User Access Controls:Managing and controlling user access is a universal aspect. Standard practices, such as role-based access control (RBAC), play a vital role in both traditional cybersecurity and LLM security. Proper access controls prevent unauthorized users from manipulating or exploiting the language model.
Monitoring and response
Adopt a proactive stance through continuous monitoring, employing real-time monitoring tools to track system performance and detect anomalies around security risks. This includes monitoring for signs of misuse, such as unexpected model outputs or unusual access patterns.
Develop, maintain, and periodically update incident response plans tailored to LLM applications. The plans must center around the dangers of LLMs’ inherent bias, lack of explainability, and potential to cause individual/societal harm through data breaches and misinformation. Outline clear action plans for each threat scenario.
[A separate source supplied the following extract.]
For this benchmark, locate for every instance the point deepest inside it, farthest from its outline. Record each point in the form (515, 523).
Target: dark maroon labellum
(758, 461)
Continuous dynamic testing(RedTeam for LLMs)
Use automated tools for security testing and vulnerability scanning in LLM development and deployment pipelines.
Conduct LLM-based red teaming exercises to uncover vulnerabilities and develop adversarial robustness.
Staff training and awareness
Secure Coding Practices:Adhering to secure coding practices is not exclusive to traditional applications, it is equally crucial in the LLM landscape. Proper coding practices help mitigate vulnerabilities that could be exploited, reinforcing the overall security posture of language models.
Personnel training:Upskill and educate developers on LLM security threats and protocols. The OWASP Top 10 for LLMs is a great starting point.
Conclusion
Integrating LLMs into business applications offers significant benefits, but minimizing LLM security risks is critical to their successful deployment and profitability. Securing your LLM applications is a continuous and iterative process.
In conclusion, navigating the landscape of Large Language Model (LLM) security requires a dual approach, embracing both theoretical knowledge and real-world insights. From foundational principles to advanced tools and real-world insights, the journey through LLM security underscores its pivotal role in responsible technological advancement.
As we navigate the evolving landscape of LLMs, a proactive and adaptive approach to security becomes paramount. By integrating established cybersecurity practices, understanding legal and regulatory frameworks, and leveraging cutting-edge tools like LLMVSpy stakeholders can fortify the reliability and ethical use of LLMs.
Additional Resources
The OWASP Top 10 provides a checklist of recommendations for LLM implementation and security post-deployment. MITRE ATT&CK is another global knowledge base, providing insights into adversary tactics and techniques from real-world observations. It serves as a foundation for developing specific threat models and methodologies across various sectors, promoting collaboration in the cybersecurity community. MITRE's commitment to a safer world is evident in the open accessibility of ATT&CK, freely available for use by individuals and organizations.
The AI Incident Database stands as a pivotal resource, meticulously cataloging real-world harms or potential risks stemming from AI systems. Modeled after analogous databases in fields like aviation and computer security, its primary objective is to facilitate learning from these incidents, allowing for the prevention or mitigation of similar issues in the future. By exploring the diverse cases within the database, you can gain valuable insights into the multifaceted challenges posed by AI.
LLM Security Net is a dedicated platform designed for the in-depth exploration of failure modes in LLMs, their underlying causes, and effective mitigations. The website serves as a comprehensive resource, featuring a compilation of LLM security content, including research papers and news. You can stay informed about the latest developments in LLM security by accessing detailed information on LLM Security Net official website.